À moins de dix jours du choc contre l’Irlande (5 février), la situation s’assombrit pour le XV de France. Après le forfait de Thibaud Flament, deux piliers essentiels du dispositif de Fabien Galthié ont été touchés dimanche lors de la défaite de La Rochelle à Clermont (32-27), jetant une ombre inquiétante sur la préparation du Tournoi des Six Nations.
Uini Atonio, pilier droit incontournable et colosse de 142 kg, a dû interrompre son échauffement au stade Marcel-Michelin, souffrant d’une vive douleur intercostale lors d’une mêlée. “Si la déchirure se confirme, son absence pour l’ouverture du Tournoi est une certitude.” De son côté, Paul Boudehent, touché au dos, n’a pas pu revenir en seconde période. Le troisième ligne international, fort de 17 sélections, inquiète désormais le staff rochelais et les sélectionneurs, d’autant que son retour au rassemblement de lundi semble compromis.
Cette double inquiétude fragilise un secteur clé, et Fabien Galthié, déjà avec Régis Montagne, Dorian Aldegheri et Tevita Tatafu dans sa liste de 42, doit rapidement envisager des solutions pour renforcer la première ligne tricolore.

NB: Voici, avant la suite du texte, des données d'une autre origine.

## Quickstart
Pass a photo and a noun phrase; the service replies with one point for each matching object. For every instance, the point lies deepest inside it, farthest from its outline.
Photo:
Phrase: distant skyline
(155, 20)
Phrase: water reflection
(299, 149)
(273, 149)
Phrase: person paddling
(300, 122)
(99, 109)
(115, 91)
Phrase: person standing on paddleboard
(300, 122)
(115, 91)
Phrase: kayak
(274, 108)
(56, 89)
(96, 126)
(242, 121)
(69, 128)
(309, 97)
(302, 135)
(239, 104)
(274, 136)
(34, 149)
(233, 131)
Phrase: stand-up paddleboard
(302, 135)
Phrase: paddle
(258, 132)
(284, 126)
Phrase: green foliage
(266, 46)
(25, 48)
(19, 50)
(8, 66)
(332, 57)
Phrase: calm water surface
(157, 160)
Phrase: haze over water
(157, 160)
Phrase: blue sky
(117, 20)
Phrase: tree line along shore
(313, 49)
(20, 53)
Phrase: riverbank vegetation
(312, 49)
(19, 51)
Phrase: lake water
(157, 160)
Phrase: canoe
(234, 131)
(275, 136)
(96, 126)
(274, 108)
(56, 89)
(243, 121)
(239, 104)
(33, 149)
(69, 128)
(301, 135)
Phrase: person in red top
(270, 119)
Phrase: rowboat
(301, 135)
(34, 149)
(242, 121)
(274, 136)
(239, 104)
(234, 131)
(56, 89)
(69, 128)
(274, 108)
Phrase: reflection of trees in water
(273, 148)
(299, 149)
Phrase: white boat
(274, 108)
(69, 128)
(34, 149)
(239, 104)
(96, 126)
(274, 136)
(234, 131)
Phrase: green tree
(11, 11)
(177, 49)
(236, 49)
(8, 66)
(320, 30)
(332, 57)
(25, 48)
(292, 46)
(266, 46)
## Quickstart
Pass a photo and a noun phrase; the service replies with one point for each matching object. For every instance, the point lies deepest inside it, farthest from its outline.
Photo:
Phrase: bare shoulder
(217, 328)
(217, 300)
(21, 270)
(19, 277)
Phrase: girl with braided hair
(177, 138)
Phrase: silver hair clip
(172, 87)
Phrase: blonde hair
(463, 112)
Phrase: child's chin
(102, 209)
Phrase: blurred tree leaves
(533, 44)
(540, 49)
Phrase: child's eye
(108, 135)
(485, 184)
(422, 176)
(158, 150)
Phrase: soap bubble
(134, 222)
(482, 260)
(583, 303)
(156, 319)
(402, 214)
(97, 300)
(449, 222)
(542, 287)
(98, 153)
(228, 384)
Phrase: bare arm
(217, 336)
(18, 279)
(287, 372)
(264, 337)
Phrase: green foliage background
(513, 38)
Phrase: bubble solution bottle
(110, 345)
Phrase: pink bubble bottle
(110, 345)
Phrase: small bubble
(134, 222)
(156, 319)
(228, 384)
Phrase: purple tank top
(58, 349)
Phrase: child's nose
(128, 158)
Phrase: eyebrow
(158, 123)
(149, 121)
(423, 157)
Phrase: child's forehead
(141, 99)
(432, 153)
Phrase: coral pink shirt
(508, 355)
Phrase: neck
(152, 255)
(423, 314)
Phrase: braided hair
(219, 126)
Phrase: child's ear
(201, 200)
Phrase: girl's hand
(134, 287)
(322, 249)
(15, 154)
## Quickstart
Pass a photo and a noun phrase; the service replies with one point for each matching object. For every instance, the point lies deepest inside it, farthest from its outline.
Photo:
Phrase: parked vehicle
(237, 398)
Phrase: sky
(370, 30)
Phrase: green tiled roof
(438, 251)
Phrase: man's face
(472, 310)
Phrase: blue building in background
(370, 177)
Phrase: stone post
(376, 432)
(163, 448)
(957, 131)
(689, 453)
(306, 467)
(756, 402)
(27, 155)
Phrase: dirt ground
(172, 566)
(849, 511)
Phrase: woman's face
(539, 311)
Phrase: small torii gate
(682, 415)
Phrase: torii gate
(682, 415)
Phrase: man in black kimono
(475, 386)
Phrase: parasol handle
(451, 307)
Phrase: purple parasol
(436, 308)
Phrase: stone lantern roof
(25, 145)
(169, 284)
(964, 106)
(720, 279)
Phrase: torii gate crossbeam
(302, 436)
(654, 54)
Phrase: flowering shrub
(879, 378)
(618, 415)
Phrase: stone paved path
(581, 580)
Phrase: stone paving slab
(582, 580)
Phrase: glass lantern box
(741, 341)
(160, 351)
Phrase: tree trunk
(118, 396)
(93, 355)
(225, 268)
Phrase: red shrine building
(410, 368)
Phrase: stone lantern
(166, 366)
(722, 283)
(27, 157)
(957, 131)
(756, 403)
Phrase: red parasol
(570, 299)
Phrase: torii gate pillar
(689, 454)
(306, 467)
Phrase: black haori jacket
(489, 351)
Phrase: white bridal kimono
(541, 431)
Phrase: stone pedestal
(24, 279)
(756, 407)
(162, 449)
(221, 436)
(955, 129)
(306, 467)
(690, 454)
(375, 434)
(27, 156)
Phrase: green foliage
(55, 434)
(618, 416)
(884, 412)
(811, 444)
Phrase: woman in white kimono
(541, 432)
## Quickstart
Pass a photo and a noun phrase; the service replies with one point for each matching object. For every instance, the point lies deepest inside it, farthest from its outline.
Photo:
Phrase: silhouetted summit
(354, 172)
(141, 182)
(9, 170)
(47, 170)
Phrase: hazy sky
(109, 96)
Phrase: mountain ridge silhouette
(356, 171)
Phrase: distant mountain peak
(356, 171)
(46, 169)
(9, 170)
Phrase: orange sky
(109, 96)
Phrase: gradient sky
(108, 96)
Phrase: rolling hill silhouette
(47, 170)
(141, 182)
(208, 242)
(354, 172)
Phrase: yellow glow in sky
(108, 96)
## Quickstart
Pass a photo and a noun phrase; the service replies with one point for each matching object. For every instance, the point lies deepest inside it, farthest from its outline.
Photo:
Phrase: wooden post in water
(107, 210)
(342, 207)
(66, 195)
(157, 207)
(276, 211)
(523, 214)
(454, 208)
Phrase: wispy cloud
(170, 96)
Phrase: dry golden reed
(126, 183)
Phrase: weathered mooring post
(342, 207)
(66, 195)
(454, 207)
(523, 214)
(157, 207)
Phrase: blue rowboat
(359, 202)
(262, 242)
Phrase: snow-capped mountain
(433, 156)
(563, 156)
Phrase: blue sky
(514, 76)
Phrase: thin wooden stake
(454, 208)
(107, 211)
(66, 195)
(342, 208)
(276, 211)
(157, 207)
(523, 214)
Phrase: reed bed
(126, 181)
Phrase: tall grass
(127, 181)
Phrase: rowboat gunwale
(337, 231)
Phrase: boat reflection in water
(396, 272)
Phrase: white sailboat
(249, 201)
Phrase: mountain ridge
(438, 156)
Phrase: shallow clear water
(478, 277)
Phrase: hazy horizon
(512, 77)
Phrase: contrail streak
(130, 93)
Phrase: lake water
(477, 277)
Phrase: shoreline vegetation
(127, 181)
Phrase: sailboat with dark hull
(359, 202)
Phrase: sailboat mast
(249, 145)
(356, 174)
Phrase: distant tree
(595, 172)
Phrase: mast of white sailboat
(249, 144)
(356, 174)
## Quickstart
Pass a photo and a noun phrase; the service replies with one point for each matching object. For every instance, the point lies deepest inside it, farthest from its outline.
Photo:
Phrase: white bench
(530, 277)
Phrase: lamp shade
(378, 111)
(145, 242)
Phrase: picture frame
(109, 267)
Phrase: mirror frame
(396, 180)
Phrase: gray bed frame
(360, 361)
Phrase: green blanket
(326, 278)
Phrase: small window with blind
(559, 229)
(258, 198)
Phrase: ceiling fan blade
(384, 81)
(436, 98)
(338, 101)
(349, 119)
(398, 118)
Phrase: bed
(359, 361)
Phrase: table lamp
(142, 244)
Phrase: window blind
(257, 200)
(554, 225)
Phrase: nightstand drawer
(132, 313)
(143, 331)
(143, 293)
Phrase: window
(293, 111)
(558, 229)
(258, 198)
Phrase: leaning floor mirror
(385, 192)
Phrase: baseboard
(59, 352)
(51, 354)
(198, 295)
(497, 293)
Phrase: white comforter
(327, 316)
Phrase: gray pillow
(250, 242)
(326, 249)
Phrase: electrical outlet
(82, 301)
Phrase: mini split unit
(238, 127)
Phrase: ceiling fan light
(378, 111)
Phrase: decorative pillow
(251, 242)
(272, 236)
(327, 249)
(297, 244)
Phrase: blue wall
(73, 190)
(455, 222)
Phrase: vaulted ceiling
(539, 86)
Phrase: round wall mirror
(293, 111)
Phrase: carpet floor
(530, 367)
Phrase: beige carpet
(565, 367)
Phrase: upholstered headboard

Plusieurs options se profilent pour pallier l’absence probable d’Atonio. Thomas Laclayat (Pau), en pleine progression, pourrait saisir sa chance après un week-end marqué par un essai malgré la défaite contre Toulouse. Déjà dans les plans de Galthié en novembre, il apparaît comme l’alternative naturelle. George-Henri Colombe (Toulouse), auteur d’un essai d’anthologie signé d’une puissance impressionnante face à Pau, se présente également comme un candidat sérieux. Par ailleurs, les « revenants » Demba Bamba (Racing 92) et Emerick Setiano (Bayonne), forts d’une solide expérience au plus haut niveau, sont évoqués pour renforcer le groupe. Sans oublier Dany Priso (Toulon), capable d’évoluer sur les deux côtés de la mêlée et qui pourrait offrir une solution supplémentaire.
Le temps presse pour le staff tricolore. Alors que les joueurs se retrouvent ce lundi matin au Centre National du Rugby, l’équipe médicale doit agir sans délai. “Sans Atonio, c’est tout l’équilibre de la mêlée française face aux piliers irlandais qu’il faudra réinventer.” La mêlée, bastion traditionnel des Bleus, se retrouve ainsi au cœur d’une urgence cruciale, à moins de dix jours d’un premier rendez-vous capital.